Когда отзвучала запись, несколько минут было тихо.
- Стас, ты должен написать признание и отнести его в
прокуратуру. У тебя есть двое суток, - медленно проговорил Сергей, - никакого
наказания тебе нести не придется. Срок давности истек. Да и статья небольшая.
Причинение смерти по неосторожности. Максимум три года условно. Это просто Юре
Михееву так сильно не повезло.
- Ничего описать не буду,- помотал головой Стас.

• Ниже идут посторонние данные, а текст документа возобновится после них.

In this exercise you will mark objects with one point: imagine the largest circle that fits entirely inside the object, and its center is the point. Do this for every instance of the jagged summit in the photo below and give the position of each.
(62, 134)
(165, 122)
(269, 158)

- У тебя двое суток,- повторил Сергей.
- Бред какой-то, - Стас рассмеялся,- папа, мама, вы что, не
понимаете? Это провокация! Вы же знаете, я болел, лежал с температурой и той
ночью никуда не выходил из дома! Был свидетель, няня Мария Петровна. Я ничего
писать не стану!
- Не кричи, - поморщился генерал и повернулся к жене. -
Наташа, ты помнишь, мы с тобой уехали тогда на недельку в наш ведомственный дом
отдыха "Березки". Здесь оставалась Мария Петровна. Ей было уже
восемьдесят, и перед сном она принимала сильное снотворное. Мы с тобой
вернулись именно в то утро, довольно рано, часов в девять. Еще ничего не было
известно о Маше Демидовой.
- Да, - кивнула Наталья Марковна, - да, Володенька, я
отлично запомнила то утро. Стас встретил нас бледный, совершенно больной и
сказал, что ночью у него было под сорок и он не мог подняться с постели. В
прихожей стояли его кроссовки, грязные и мокрые насквозь. К ним прилипла трава
и застывшие комья известки. Я долго чистила их, мыла, набивала газетой, они
были совсем новые, страшно дорогие, и не хотелось выбрасывать. Однако пришлось.
Они затвердели, потеряли форму. Строительная грязь въелась намертво. - Наталья
Марковна тяжело поднялась, вышла и вернулась через минуту.